Athens, March 9. Greek Prime Minister, conservative Kyriakos Mitsotakis, again asked Greeks for forgiveness on Thursday for the train tragedy that killed 57 people on March 1 and said he takes “political responsibility” for what happened.

“We don’t want to hide behind a series of human errors. If the work to install the remote control system had been completed, this accident would not have happened,” he said during a Council of Ministers.

However, Mitsotakis, in power since 2019, assured that the security problems of the rail network are also the fault of the former executives, an accusation to which the left-wing Syriza party, which led the previous government, responded.
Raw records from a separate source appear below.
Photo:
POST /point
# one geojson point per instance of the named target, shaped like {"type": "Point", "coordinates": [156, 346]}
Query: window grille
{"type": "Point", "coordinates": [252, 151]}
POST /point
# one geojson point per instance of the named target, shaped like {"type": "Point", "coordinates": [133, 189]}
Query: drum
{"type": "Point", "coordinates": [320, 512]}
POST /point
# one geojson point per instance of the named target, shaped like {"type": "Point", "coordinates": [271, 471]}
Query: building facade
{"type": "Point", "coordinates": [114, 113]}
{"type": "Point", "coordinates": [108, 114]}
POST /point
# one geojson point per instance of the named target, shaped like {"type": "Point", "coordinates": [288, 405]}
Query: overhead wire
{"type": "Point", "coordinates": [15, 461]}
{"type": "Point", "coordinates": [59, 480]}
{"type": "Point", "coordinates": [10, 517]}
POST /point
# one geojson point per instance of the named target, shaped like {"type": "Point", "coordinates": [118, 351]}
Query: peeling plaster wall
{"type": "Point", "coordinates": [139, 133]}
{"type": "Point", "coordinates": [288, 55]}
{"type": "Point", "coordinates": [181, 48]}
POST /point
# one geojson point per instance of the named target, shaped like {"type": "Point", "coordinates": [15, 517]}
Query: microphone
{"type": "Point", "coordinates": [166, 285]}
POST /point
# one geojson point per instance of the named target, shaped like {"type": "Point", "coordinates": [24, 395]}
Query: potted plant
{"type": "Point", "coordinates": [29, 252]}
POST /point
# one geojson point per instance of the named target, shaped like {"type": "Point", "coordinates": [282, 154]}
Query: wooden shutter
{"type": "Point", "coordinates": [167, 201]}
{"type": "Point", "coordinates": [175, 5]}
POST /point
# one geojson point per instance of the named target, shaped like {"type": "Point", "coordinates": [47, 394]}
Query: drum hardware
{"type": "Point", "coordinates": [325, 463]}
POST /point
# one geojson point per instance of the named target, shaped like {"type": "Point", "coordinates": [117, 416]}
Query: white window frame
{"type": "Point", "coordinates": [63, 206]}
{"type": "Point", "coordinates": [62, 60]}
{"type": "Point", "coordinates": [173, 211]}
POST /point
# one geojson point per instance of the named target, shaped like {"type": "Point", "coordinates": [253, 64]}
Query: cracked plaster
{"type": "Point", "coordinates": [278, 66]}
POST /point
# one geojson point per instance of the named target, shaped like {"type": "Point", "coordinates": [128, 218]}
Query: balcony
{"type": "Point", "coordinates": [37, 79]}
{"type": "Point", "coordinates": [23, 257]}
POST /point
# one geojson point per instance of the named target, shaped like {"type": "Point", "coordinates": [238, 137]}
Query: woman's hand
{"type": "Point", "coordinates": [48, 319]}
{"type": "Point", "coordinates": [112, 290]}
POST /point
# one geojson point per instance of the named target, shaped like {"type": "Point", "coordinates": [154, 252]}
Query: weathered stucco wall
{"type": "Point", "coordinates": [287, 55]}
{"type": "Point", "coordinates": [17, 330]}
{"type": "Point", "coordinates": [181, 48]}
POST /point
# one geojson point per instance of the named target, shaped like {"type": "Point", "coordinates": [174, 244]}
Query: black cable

“Mitsotakis must understand that he did not become prime minister the day before yesterday, but that he has been in power for four years,” replied Popi Tsapanidu, party spokesman.

Meanwhile, trains remain paralyzed across the country during the ninth day of the railway workers’ strike, which will continue the strike tomorrow.

Mitsotakis stressed that the railways should start operating “as soon as possible” with additional security measures and two station masters, instead of one, on each shift.

He also promised that modernization works on the Greek railway would be completed by the end of this summer.

In this sense, he said he had contacted the general manager of the French multinational Alshtom, with which the Greek State signed a contract in 2014 to improve signaling on the Athens-Thessaloniki section, where the accident occurred.

The work should have been completed in 2016 and some Greek media claim that the contract is under investigation by the European Public Prosecutor’s Office, since it is 85% financed by Community funds.

More than 40,000 people, according to the police, and up to 60,000, according to some media, demonstrated yesterday in the center of Athens, to protest against the conservative government.

Although the Prime Minister stressed that the young people – who turned out in droves for the demonstration – “are absolutely right” to be angry, he said that “anger cannot become a new division for the country”.

The accident and the wave of indignation it triggered come a few weeks before the scheduled date of the next legislative elections, on April 9, even if, according to Greek media, the government is considering a postponement to May.

So far, the only person accused of the accident is the director of the station of Larisa, the city where the accident occurred, and who admitted before the prosecutor’s office to having put the passenger train on the same track than a convoy of goods arriving in the opposite direction.